In complaince with direction given by uttharakhand high court, Indian ISPs started blocking pornographic sites. In this article I will discect the implementation used to enforce the blockade as well as techniques to circumvent. Finally we will discuss better implementations that address the current pitfalls.

A while back one of my friends recommended the tv series, 24, but I couldn’t find it on any of the streaming services, when enquired she reverted back with a link to 123moviestime.com, which for some reason was blocked in India. I started digging into the implementation of the block.

When I tried to resolve the domain name with dig it gave the following response

$ dig 123moviestime.com  +noall +answer	
; <<>> DiG 9.11.3-1ubuntu1.3-Ubuntu <<>> 123moviestime.com @8.8.8.8 +noall +answer
;; global options: +cmd
123moviestime.com.	10	IN	A	202.83.21.15

A quick whois on the ip revealed that it belonged to the ISP. There was no change in the response even when I forced dig to use google’s dns resolver, confirming that the ISP was using DPI technique on DNS.

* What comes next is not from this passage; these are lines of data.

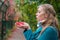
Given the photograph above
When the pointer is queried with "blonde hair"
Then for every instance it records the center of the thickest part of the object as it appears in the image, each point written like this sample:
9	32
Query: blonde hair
52	19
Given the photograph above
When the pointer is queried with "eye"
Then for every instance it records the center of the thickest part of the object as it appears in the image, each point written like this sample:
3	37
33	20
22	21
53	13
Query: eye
39	11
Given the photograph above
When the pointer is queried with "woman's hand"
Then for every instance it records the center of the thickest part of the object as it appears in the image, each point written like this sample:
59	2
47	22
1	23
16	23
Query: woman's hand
23	25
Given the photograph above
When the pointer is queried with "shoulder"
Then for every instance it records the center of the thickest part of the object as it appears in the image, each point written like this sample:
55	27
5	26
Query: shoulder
51	30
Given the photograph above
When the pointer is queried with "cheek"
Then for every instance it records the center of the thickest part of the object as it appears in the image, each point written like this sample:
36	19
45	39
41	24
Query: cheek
41	17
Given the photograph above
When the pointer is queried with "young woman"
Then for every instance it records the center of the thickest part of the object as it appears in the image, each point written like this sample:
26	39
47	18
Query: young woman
47	24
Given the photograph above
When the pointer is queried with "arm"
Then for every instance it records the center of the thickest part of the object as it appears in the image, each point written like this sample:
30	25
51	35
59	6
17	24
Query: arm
49	34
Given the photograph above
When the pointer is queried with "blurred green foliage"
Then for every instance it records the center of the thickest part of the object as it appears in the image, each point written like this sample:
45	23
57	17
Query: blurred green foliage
28	8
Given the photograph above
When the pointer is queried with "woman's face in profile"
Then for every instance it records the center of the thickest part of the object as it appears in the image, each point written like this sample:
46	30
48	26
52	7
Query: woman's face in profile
41	14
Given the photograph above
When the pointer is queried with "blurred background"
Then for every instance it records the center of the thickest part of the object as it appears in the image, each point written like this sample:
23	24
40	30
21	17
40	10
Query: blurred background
12	11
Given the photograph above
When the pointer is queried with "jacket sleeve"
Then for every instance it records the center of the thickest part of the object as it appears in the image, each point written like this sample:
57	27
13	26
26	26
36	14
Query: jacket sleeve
49	34
28	34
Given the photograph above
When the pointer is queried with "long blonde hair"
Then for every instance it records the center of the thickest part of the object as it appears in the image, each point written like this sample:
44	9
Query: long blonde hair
52	18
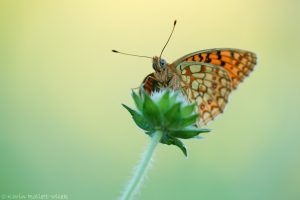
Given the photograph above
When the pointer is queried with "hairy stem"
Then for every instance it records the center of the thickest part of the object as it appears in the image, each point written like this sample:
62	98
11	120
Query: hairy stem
141	169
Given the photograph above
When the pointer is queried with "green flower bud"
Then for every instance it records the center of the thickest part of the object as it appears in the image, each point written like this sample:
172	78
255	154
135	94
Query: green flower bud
169	112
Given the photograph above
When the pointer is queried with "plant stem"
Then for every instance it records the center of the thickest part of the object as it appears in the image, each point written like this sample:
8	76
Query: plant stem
141	169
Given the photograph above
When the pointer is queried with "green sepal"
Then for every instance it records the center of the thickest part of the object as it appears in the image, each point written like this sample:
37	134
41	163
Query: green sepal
173	98
188	110
139	119
137	100
164	102
173	116
181	146
188	133
191	120
151	111
170	140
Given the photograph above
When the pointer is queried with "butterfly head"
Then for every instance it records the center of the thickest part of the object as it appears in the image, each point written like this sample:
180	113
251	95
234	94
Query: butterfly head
159	64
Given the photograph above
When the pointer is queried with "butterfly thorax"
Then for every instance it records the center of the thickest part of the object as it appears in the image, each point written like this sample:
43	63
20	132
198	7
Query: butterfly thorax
162	74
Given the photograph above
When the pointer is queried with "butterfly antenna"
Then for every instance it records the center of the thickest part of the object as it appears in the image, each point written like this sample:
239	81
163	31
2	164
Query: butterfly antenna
128	54
168	38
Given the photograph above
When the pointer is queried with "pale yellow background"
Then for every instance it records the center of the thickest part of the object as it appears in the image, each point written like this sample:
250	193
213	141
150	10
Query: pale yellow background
62	127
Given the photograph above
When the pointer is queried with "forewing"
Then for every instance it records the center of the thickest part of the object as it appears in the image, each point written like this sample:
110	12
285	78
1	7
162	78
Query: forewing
238	63
206	84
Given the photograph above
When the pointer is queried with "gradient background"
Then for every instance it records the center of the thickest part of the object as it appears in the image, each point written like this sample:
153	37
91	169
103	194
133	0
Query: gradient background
62	127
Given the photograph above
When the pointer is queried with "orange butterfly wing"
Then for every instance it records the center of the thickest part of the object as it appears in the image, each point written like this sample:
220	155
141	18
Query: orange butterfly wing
207	85
238	63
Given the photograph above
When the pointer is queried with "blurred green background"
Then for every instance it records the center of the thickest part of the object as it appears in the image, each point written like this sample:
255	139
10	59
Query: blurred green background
62	127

To circumvent, I configured my local-dns to the original ip by making an entry in /etc/hosts and requested the website using http and https, while the http request failed https worked. This behaviour proves that the ISP is inspecting http request headers and proxying the request when it matches blocked sites, also confirming that the ISP is not inspecting SNI header to block https traffic.

DNS has been one of the weakest links on the internet suseptible to man in the middle attacks, and looks like the ISPs are exploiting it to enforce the ban. It’s a smart strategy, inspecting DNS traffic is way cheaper and more effictive than analysing other protocols(DNS traffic will atleast be 10x less than other protocols like http or https). But this is gonna change soon, with the advent of DoH and DoT all DNS traffic will be encrypted while verifying the authenticity of the response. Mainstream browsers like firefox and chrome started integrating this feature in their nightly code. On the mobile front Google added support for the same on Android Pie. Cloudflare released a dns daemon that runs on major platforms(Linux/Windows/MacOS), and proxies the dns request via DoH, inturn rendering the embargo ineffective.

The above developments does not mean that ISPs will become incapable of enforcing the ban. Mind that above workaround helps only when the http traffic is encrypted i.e. when using https. ISPs could start DPI on https and lookout for blocked hostnames in SNI to effectively enforce it for the time-being. I mention for the ‘timebeing’ because cloudflare annouced its support for Encrypted SNI, as an extention of TLS/1.3, that will engender sni inspection fruitless.

As a philosophical foot note, I believe that ban on certain content on the internet can only be implemented by exploiting the existing vulnerabilities, while the academia and the industry works tirelessly to ensure that they are mitigated. DoH,DoT,ESNI have been created to alleviate attacks such as DoS. I also think that ban on content is by definition ineffective on the distributed internet and in some cases backfires, I learned about the documentary India’s daughter only when the government tried to ban it. I will end this philosophical prose on a lighter note with a quote by mega reverand of the church Our Lady of Perpetual Exemption: John OliverInternet is like quicksand, the more aggresively you fight to remove from it, the deeper you sink down into it”.